## 20.6 Single Factor Covariance Model

$Y_{ij} = \mu_{.} + \tau_i + \gamma(X_{ij} - \bar{X}_{..}) + \epsilon_{ij}$

for $$i = 1,...,r;j=1,..,n_i$$

where

• $$\mu_.$$ overall mean
• $$\tau_i$$: fixed treatment effects ($$\sum \tau_i =0$$)
• $$\gamma$$: fixed regression coefficient effect between X and Y
• $$X_{ij}$$ covariate (not random)
• $$\epsilon_{ij} \sim iid N(0,\sigma^2)$$: random errors

If we just use $$\gamma X_{ij}$$ as the regression term (rather than $$\gamma(X_{ij}-\bar{X}_{..})$$), then $$\mu_.$$ is no longer the overall mean; thus we need to centered mean.

$E(Y_{ij}) = \mu_. + \tau_i + \gamma(X_{ij}-\bar{X}_{..}) \\ var(Y_{ij}) = \sigma^2$

$$Y_{ij} \sim N(\mu_{ij},\sigma^2)$$, where

$\mu_{ij} = \mu_. + \tau_i + \gamma(X_{ij} - \bar{X}_{..}) \\ \sum \tau_i =0$

Thus, the mean response ($$\mu_{ij}$$) is a regression line with intercept $$\mu_. + \tau_i$$ and slope $$\gamma$$ for each treatment i.

Assumption:

• All treatment regression lines have the same slope
• when treatment interact with covariate X (non-parallel slopes), covariance analysis is not appropriate. in which case we should use separate regression lines.

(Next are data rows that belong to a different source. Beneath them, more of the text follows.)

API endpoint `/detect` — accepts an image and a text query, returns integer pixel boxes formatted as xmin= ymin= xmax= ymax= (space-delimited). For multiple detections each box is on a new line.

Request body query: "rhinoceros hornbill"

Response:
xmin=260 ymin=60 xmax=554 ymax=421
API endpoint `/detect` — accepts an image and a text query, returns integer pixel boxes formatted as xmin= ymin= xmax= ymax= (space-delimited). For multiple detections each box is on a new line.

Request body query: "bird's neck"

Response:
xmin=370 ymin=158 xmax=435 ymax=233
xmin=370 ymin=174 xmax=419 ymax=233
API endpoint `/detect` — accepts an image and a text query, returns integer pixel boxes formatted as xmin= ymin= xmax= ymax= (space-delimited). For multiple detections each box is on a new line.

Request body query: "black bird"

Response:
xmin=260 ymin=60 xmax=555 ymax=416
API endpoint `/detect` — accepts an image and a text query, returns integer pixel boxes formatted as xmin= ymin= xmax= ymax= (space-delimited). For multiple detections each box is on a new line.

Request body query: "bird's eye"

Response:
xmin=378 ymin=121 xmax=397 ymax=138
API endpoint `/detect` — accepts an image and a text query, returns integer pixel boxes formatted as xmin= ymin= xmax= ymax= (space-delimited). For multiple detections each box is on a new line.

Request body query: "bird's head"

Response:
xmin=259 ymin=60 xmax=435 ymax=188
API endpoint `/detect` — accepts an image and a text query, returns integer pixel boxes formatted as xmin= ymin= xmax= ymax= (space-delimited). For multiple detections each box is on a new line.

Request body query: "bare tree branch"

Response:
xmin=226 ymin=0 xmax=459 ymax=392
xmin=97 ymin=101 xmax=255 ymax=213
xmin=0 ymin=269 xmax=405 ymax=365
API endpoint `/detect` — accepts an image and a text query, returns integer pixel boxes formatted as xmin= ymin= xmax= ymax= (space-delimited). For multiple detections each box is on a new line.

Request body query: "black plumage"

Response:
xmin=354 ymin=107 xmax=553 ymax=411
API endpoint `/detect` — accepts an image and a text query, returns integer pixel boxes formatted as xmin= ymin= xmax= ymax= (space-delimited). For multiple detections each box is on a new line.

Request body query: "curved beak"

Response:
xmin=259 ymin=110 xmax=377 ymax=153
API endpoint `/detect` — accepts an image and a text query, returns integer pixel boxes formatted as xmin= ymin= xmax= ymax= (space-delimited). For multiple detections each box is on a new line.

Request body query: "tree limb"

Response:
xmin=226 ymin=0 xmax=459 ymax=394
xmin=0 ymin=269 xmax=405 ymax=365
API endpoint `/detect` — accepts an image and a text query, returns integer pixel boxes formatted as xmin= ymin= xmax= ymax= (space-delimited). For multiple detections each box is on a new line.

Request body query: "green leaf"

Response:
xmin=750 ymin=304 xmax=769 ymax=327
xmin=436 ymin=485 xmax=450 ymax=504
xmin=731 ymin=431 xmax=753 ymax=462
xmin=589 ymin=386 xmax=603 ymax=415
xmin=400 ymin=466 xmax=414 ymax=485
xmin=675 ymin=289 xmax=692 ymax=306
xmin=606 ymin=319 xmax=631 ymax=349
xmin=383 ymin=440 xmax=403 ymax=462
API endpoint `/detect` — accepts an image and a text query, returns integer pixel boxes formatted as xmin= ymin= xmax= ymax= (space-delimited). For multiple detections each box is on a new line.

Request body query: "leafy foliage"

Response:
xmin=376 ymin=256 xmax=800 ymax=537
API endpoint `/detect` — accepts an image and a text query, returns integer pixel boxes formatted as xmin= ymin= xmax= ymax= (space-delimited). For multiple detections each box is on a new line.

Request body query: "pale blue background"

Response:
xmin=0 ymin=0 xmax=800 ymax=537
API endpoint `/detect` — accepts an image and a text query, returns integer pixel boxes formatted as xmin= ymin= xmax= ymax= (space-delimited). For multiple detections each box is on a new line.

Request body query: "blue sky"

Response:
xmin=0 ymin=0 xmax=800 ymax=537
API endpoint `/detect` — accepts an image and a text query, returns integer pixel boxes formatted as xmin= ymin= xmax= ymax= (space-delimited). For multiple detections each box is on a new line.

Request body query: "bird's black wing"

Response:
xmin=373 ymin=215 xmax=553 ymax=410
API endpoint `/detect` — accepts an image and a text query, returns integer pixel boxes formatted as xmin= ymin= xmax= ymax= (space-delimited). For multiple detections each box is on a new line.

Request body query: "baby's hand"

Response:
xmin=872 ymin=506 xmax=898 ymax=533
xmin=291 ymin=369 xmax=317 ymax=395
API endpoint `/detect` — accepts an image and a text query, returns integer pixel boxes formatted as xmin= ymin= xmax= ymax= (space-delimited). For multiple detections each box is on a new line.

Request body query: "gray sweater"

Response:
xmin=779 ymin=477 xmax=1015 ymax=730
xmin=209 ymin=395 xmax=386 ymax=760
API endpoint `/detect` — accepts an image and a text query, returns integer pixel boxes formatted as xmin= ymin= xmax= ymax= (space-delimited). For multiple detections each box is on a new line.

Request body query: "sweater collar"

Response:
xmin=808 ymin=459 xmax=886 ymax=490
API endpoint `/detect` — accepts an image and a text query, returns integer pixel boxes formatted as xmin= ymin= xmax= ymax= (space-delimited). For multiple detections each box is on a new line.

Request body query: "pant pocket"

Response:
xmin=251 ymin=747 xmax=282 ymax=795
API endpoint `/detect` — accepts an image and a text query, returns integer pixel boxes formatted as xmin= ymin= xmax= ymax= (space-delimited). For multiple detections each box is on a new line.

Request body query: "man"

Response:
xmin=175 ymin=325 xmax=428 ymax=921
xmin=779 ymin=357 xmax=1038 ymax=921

More complicated regression features (e.g., quadratic, cubic) or additional covariates e.g.,

$Y_{ij} = \mu_. + \tau_i + \gamma_1(X_{ij1}-\bar{X}_{..2}) + \gamma_2(X_{ij2}-\bar{X}_{..2}) + \epsilon_{ij}$

Regression Formulation

We can use indicator variables for treatments

$l_1 = \begin{cases} 1 & \text{if case is from treatment 1}\\ -1 & \text{if case is from treatment r}\\ 0 &\text{otherwise}\\ \end{cases} . \\ . \\ . \\ l_{r-1} = \begin{cases} 1 & \text{if case is from treatment r-1}\\ -1 & \text{if case is from treatment r}\\ 0 &\text{otherwise}\\ \end{cases}$

Let $$x_{ij} = X_{ij}- \bar{X}_{..}$$. the regression model is

$Y_{ij} = \mu_. + \tau_1l_{ij,1} + .. + \tau_{r-1}l_{ij,r-1} + \gamma x_{ij}+\epsilon_{ij}$

where $$I_{ij,1}$$ is the indicator variable $$l_1$$ for the j-th case from treatment i. The treatment effect $$\tau_1,..\tau_{r-1}$$ are just regression coefficients for the indicator variables.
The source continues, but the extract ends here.